I posted something about this in this thread: http://www.freerepublic.com/focus/f-news/1500958/posts
Here's part of what I said then:
"There's another hypothesis about climate change that Scientific American printed back in March, 2005.
"Humans are causing global warming. It started over 8,000 years ago, with the advent of agriculture -- and it's good for us. Without this greenhouse gas effect, we are over 2,000 years overdue for another ice age. The ice age could start after we've used up all the fossil fuels. "It's all laid out quite logically in an article titled:"How Did Humans First Alter Global Climate?", by a William F. Ruddiman.
"When I first read this article, I wondered whether it would shake things up in the scientific and political realms. The logical conclusion is that we should be doing everything we can to preserve an adequate greenhouse effect. (Subsidies for buying SUVs?) The precautionary principle in reverse."
In short -- Global warming = a good thing.
To: anthraciterabbit
and there simply wasn't as much water on the planet at the time.

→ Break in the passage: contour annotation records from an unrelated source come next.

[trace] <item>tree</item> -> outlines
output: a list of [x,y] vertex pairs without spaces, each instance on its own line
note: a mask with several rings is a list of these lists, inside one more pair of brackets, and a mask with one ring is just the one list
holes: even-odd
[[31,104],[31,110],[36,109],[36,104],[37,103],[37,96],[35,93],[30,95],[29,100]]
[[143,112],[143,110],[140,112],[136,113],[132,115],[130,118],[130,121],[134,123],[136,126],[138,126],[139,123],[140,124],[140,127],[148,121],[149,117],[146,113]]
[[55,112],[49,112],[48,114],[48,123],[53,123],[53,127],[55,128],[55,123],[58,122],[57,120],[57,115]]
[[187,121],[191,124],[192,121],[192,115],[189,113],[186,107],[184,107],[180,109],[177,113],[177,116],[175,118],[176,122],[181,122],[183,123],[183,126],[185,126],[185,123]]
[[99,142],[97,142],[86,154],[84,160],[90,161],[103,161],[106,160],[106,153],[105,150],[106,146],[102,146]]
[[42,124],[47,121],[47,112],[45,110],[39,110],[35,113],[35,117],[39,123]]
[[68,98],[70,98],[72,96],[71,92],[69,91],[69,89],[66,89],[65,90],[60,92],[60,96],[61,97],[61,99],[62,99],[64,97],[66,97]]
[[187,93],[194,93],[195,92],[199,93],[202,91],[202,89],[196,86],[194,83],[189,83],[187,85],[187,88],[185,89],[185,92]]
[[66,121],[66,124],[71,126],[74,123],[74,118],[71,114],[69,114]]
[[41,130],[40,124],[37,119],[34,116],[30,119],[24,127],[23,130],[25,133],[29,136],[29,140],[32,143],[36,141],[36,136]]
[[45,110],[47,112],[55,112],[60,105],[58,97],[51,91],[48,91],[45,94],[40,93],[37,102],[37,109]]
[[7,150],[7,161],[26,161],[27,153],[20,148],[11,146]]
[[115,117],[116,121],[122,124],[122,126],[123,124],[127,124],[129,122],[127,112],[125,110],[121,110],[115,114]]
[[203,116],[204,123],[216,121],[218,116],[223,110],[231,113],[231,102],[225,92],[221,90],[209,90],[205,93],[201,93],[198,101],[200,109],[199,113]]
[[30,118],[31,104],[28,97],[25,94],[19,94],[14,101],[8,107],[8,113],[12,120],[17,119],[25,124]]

Well, I disagree with the concept here. The 'water' on earth is increased very slightly by the influx of small 'asteriods' or snowballs that pelt the earth continuously.
Other than that, that water that was here is here. It can't go anywhere.
It may have been ice, or vapor, but, essentially still water.
15
posted on
10/31/2005 10:24:01 PM PST
by
UCANSEE2
(I jez calls it az I see it.)
To: gondramB
Sounds like a nice man who is simply educated beyond his abilities.
16
posted on
10/31/2005 10:32:11 PM PST
by
Mind-numbed Robot
(Not all that needs to be done needs to be done by the government.)
To: festus
This statement is perhaps the best way to get absolutely everything wrong about precession in a single sentence.
Precession defined
17
posted on
10/31/2005 10:33:34 PM PST
by
elli1
To: mathprof
Back when the world population was less than 500 million? Yep ll them sckers exhaling, and the animals exhaling, just runined it all. Long before rapant tobacco use destroyed it again.
18
posted on
11/01/2005 12:50:37 AM PST
by
Waco
To: SunkenCiv
19
posted on
11/01/2005 1:54:12 AM PST
by
Fred Nerks
(THERE'S NO SUCH THING AS MAINSTREAM MEDIA. IT'S ENEMEDIA !!!!!)
To: mathprof
A co-worker of mine, and a strong anti-Bush "King George" lib mentioned Halliburton in the lunchroom the other day. It was all I could do to keep from laughing. Political conversations are supposedly forbidden in the workplace, but you know how that goes. To libs simply mentioning Halliburton or Karl Rove is supposed to settle arguments and show that by mentioning those names, the liberal person who mentioned them is a real deep thinker. I've haven't met one yet who is, but maybe someday I will.
20
posted on
11/01/2005 2:54:11 AM PST
by
driftless
( For life-long happiness, learn how to play the accordion.)